Sanctions have also become more targeted, with more than 50 listed individuals and entities.

This was the case of Sultan Zabin, the director of the Criminal Investigation Department (CID) in Sanaa, Yemen, sanctioned for torture and sexual violence in times of conflict; and Ahmed Ag Albachar, the self-proclaimed “president of the humanitarian commission” from Mali’s troubled Kidal region, for obstructing the delivery of humanitarian aid.

The imposition of penalties solely for such acts is a relatively recent and welcome step. Its use sends an unequivocal signal“, pleaded Ms. DiCarlo.


For the Under-Secretary-General, the shift from comprehensive to targeted sanctions marked a step change, but concerns remain.

The continued difficulty in reviving the banking process for making humanitarian transfers to the DPRK, since its collapse in 2017, is a prime example of the challenges ahead, she said.

“Financial actors and other service providers may impose additional conditions, increase their costs, or simply refuse to provide requested goods and services, thereby impeding the delivery of humanitarian assistance,” Ms. DiCarlo said.

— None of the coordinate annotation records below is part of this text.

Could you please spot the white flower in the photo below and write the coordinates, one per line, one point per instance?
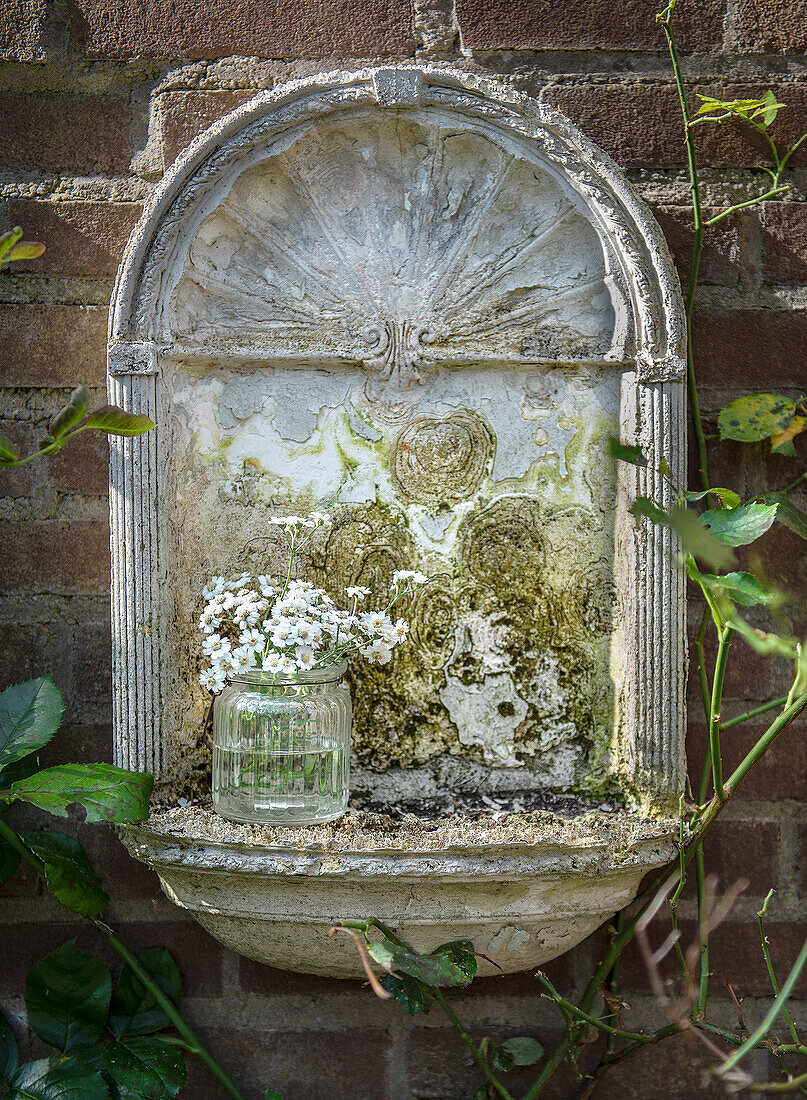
(378, 652)
(273, 662)
(213, 587)
(243, 658)
(213, 680)
(356, 592)
(283, 635)
(306, 657)
(209, 620)
(374, 623)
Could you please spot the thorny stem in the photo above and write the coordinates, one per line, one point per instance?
(665, 20)
(769, 964)
(194, 1044)
(725, 637)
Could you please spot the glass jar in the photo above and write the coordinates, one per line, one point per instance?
(282, 747)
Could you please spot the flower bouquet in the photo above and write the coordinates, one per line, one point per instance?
(276, 652)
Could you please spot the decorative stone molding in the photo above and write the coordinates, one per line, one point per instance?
(423, 300)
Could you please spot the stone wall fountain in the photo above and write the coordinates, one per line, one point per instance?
(422, 303)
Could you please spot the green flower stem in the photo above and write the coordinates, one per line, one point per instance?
(769, 964)
(775, 1010)
(665, 20)
(717, 695)
(195, 1044)
(169, 1009)
(780, 701)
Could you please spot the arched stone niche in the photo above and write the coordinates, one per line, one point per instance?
(421, 301)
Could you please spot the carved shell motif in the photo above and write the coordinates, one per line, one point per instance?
(398, 241)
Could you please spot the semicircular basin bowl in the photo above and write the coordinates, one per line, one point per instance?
(523, 888)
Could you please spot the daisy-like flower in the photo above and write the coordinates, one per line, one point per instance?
(213, 680)
(273, 662)
(243, 658)
(356, 592)
(378, 652)
(306, 658)
(253, 638)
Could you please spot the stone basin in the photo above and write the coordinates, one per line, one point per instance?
(522, 887)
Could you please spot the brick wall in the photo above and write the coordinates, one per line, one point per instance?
(96, 100)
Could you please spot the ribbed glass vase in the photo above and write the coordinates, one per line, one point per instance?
(282, 747)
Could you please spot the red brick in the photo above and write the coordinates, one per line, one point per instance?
(83, 239)
(771, 25)
(784, 242)
(83, 466)
(53, 345)
(61, 132)
(719, 257)
(255, 978)
(55, 557)
(584, 24)
(184, 114)
(640, 123)
(29, 650)
(301, 1065)
(669, 1070)
(15, 482)
(742, 850)
(750, 349)
(749, 674)
(185, 29)
(780, 773)
(22, 24)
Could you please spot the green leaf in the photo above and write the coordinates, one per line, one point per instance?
(695, 538)
(133, 1010)
(738, 527)
(30, 715)
(626, 452)
(107, 793)
(68, 871)
(57, 1079)
(25, 250)
(523, 1051)
(115, 421)
(407, 991)
(145, 1067)
(9, 860)
(431, 969)
(727, 497)
(743, 589)
(72, 414)
(9, 1049)
(9, 454)
(8, 241)
(461, 953)
(67, 998)
(755, 417)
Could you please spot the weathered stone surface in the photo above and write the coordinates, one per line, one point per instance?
(423, 304)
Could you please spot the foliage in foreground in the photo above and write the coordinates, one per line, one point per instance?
(742, 607)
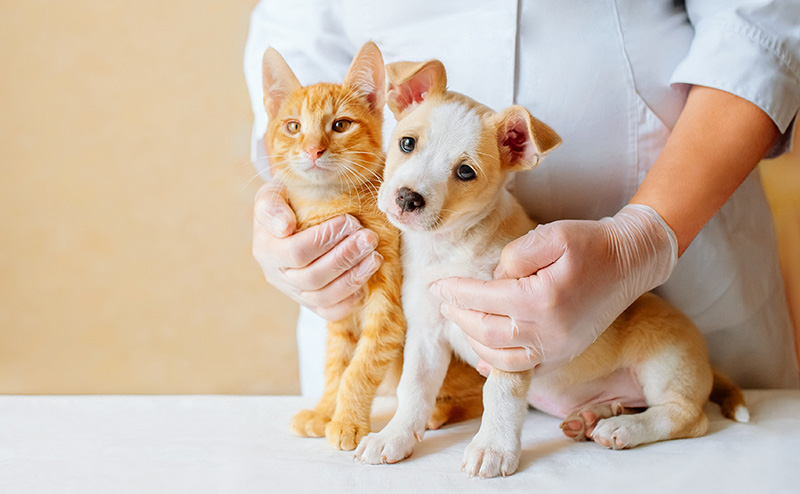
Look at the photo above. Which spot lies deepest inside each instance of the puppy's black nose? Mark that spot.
(408, 200)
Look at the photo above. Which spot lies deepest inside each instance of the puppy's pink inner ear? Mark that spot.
(517, 141)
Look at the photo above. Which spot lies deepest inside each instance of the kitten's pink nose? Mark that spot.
(314, 152)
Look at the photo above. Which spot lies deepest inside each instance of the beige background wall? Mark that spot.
(125, 196)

Women, children and other vulnerable groups are more likely to have their human rights affected by unilateral sanctions.

© UNICEF/Delil Souleiman

Women, children and other vulnerable groups are more likely to have their human rights affected by unilateral sanctions.

Arguing that more can be done, she shared the example of Resolution 2615, which was passed late last year to create a humanitarian exemption to help the Afghan people.

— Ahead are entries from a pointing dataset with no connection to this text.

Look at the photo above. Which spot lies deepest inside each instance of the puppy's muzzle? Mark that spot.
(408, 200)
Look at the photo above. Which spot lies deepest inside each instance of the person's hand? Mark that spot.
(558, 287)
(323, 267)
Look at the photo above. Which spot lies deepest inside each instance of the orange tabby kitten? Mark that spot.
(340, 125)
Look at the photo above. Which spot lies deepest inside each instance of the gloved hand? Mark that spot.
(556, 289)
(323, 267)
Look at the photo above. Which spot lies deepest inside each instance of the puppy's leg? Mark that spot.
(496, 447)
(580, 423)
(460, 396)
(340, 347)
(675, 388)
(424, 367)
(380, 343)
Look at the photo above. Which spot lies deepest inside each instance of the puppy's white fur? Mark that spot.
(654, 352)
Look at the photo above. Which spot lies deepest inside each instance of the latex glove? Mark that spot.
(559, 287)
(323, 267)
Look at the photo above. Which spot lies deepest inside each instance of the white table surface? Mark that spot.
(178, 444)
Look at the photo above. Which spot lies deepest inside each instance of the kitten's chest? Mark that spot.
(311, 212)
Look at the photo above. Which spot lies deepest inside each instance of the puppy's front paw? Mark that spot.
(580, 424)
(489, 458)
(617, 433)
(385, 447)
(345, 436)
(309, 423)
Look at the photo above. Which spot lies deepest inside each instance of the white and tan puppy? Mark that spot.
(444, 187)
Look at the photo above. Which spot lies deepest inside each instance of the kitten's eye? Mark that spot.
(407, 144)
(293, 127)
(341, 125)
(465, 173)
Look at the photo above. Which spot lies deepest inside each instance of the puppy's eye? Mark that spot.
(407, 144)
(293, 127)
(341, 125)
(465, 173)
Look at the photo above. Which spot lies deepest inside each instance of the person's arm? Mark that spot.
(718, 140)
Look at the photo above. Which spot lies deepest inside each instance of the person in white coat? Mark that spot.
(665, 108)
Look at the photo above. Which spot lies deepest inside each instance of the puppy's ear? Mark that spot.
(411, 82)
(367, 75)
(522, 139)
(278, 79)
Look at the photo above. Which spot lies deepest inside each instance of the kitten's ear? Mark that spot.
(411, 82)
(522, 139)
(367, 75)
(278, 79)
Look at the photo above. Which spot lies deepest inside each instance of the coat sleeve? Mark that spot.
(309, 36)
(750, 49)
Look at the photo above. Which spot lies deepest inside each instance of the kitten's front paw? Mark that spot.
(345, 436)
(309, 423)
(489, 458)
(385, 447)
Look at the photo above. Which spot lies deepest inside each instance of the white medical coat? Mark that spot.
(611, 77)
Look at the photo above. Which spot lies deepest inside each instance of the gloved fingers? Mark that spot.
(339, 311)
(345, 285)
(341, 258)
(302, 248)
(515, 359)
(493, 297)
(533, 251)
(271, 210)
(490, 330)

“Similar permanent exemptions in other sanctions regimes could go a long way toward addressing the critical needs of civilian populations,” she concluded.

daily work

Humanitarian Affairs chief Martin Griffiths also highlighted the exemptions approved for Afghanistan, saying they allowed operations to continue.

The humanitarian chief explained that sanctions can be smart and targeted, but respect is still a daily part of the work of the UN and its partners.

They can have an impact on our logistics, our finances, our ability to deliver. They can delay or block humanitarian projects. And some can threaten the well-being of entire sections of civil society.“, he said.

Griffiths, who also serves as the UN’s Emergency Relief Coordinator, said sanctions applied by member states themselves are often broader in scope than those imposed by the Security Council.

Martin Griffiths, UN Under-Secretary-General for Humanitarian Affairs and Relief Coordinator, discusses humanitarian issues with Taliban leaders in Kabul, Afghanistan.


The humanitarian leader then shared some of his concerns, such as the difficulties in dialogue with listed individuals or entities, who sometimes hold significant control over the lives of entire populations.

He also said that banks and other commercial operators, aiming to avoid any risk of sanction, can effectively refuse services to humanitarian clients; commercial operators selling food, fuel or other necessities may also decide to err on the side of caution, leading to shortages and price hikes.

Finally, when ministries and departments are headed by listed individuals, sanctions can limit the provision of social services and economic stability – a clearly unintended consequence.


To alleviate this problem, the Assistant Secretary General suggested some areas of action.

Mr Griffiths called on the Council to build comprehensive humanitarian exclusions into each scheme from the outset, rather than the current case-by-case clearance procedures which can be “cumbersome and inefficient”.

According to him, these exclusions and exceptions should be “transformed smoothly into national legislation”, to alleviate the concerns of humanitarian donors, NGOs and private companies.